I went through the autograph session and went up to people to sign my little album of signatures (I can’t tote too many books from my library across the border). After they sign and I make small talk, I ask them to pose with my stuffed goat, Yokimo, either appropriately…or inappropriately.
And you can tell a lot about an author by their pose. People not quite willing to make a fool of themselves but consider themselves witty pose with the goat on their shoulder. People who are cute and wholesome clutch the goat in front of them and smile sweetly. People who enjoy having a flirtatious persona pose to kiss the goat. People who are not self-conscious post…rather radically. Either biting the goat butt (Kat Richardson), smashed-faced (Jay Lake), and plunging the goat down the neckline of their corset top (I’m looking at you, Laura Anne Gilman).
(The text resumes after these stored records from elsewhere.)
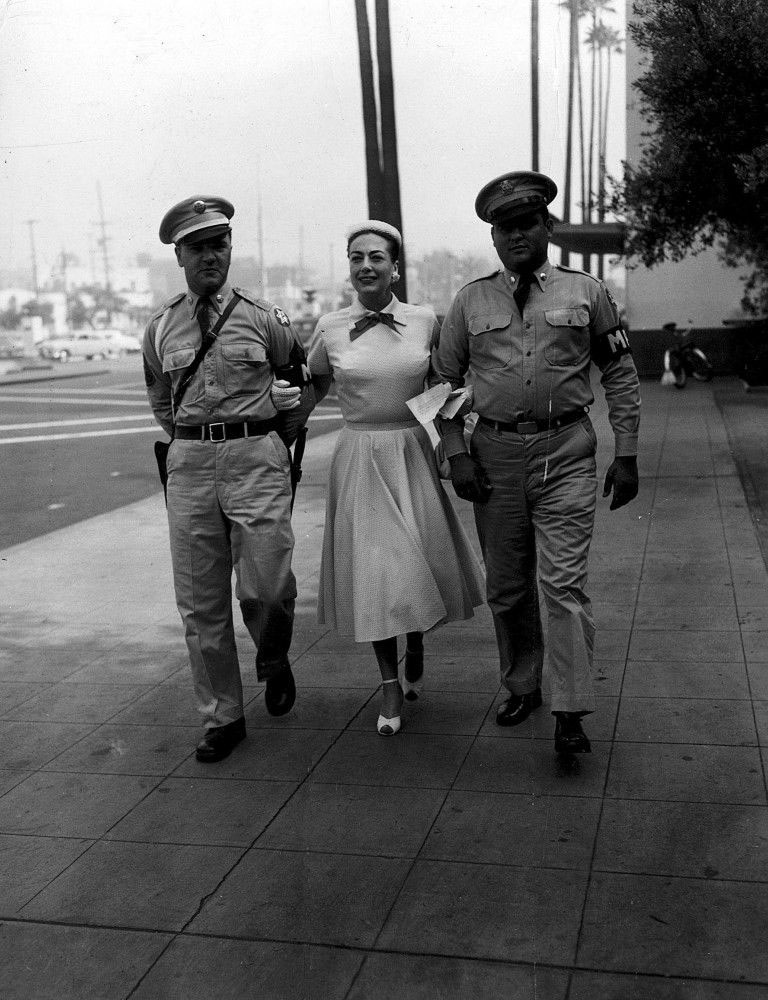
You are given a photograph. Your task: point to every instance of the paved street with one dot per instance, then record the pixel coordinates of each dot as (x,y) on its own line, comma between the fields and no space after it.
(80,444)
(456,860)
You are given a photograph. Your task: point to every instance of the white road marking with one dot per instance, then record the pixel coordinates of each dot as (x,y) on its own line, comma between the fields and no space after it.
(89,401)
(73,423)
(155,429)
(35,439)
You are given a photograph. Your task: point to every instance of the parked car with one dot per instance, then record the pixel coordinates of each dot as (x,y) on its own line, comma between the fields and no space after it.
(122,343)
(89,344)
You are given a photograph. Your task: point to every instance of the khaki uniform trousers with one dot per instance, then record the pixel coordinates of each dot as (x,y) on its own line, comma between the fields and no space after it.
(540,516)
(229,508)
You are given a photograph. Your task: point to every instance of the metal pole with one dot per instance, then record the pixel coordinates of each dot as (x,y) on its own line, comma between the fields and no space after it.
(535,84)
(35,284)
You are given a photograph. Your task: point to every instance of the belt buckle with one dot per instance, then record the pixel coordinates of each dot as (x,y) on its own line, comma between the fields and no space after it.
(527,427)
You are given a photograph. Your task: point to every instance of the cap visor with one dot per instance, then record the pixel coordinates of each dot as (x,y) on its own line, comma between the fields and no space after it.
(206,233)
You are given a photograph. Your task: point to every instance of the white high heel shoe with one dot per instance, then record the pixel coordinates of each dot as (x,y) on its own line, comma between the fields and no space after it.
(385,726)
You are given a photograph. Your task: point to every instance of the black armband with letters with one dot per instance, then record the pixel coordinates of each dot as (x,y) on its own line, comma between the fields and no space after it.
(610,345)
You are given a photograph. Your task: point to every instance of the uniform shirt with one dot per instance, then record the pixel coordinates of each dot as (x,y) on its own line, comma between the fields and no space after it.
(234,380)
(380,369)
(536,366)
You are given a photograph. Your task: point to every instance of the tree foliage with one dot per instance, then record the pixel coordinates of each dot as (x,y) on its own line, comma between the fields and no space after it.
(702,178)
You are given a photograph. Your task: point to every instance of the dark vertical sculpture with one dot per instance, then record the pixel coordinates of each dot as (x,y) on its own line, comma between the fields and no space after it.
(380,126)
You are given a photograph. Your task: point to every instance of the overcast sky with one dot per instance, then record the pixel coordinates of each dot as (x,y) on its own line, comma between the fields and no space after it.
(161,99)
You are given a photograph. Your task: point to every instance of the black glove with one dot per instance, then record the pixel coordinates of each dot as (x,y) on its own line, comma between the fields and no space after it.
(622,478)
(469,479)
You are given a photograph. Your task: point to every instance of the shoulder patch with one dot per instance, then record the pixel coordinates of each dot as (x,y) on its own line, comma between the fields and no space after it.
(281,317)
(149,375)
(249,296)
(168,304)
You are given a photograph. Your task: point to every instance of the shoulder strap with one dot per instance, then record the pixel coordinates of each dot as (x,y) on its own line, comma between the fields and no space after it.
(189,372)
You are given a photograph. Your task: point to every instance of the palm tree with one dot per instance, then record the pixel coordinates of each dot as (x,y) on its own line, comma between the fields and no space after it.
(573,10)
(593,8)
(610,43)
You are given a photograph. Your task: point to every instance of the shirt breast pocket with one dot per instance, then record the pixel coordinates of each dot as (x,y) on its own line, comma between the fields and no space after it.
(174,364)
(490,340)
(566,336)
(246,369)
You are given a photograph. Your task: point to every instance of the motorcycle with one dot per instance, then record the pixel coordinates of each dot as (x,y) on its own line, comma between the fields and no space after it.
(684,360)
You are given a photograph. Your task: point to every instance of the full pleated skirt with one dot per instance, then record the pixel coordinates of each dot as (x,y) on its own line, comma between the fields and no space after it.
(395,557)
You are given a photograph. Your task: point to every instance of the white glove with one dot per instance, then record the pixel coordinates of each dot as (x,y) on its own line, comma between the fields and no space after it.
(284,395)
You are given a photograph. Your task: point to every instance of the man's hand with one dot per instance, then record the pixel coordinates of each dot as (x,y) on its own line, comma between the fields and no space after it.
(469,479)
(622,479)
(284,395)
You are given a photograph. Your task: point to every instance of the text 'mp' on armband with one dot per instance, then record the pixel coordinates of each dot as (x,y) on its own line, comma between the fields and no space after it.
(610,345)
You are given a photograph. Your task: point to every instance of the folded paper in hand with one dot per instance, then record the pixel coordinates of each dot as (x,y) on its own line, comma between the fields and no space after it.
(446,402)
(440,399)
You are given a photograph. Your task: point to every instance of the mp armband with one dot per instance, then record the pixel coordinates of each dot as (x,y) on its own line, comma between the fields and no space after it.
(608,346)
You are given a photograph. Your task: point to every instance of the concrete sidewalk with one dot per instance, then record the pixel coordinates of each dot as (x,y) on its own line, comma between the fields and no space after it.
(457,860)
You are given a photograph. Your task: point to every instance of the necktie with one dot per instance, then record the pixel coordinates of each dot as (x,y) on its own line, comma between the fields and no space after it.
(522,288)
(204,315)
(369,320)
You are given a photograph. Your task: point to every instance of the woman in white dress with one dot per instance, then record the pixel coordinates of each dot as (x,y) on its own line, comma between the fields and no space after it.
(395,559)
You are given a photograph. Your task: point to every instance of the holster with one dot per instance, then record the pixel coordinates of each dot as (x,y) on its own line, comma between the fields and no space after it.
(161,457)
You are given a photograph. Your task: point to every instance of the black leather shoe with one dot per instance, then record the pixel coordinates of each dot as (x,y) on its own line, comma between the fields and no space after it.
(219,742)
(517,708)
(280,693)
(569,736)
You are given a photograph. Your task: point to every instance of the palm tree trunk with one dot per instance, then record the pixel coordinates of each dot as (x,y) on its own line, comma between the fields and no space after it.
(389,135)
(573,47)
(373,164)
(601,126)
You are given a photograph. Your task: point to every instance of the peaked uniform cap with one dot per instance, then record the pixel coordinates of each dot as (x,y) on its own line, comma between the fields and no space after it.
(194,219)
(378,227)
(514,194)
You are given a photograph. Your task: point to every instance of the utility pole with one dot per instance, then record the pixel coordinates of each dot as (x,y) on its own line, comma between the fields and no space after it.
(35,284)
(102,242)
(260,241)
(300,275)
(534,84)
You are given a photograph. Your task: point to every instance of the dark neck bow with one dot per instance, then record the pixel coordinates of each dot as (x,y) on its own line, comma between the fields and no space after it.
(369,320)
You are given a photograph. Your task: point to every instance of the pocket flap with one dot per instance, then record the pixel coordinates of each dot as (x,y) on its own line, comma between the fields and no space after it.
(182,358)
(573,316)
(253,354)
(488,321)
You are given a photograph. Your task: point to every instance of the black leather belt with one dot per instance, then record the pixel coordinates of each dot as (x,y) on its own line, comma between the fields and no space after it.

Recognizable features are ones that are universal to all authors you interact with and are great conversation starters for later. My reason for the goat? I’m gathering blackmail material to further my publishing career. It has also allowed me to be recognized in subsequent years when I tell that person their touched my goat inappropriately.

Source: Lyncombe Lodge
Part 4 of too many: They are all at the bar.
Conferences generally have totally awesome panels, readings, events, artwork galleries, and vendor rooms. That of course, allows you to get to hear all the things you want and fill up your schedule. But if you have time where you aren’t particularly attached to the events happening, there is a very important place to be. There all the authors, publishers, agents gather and schmooze.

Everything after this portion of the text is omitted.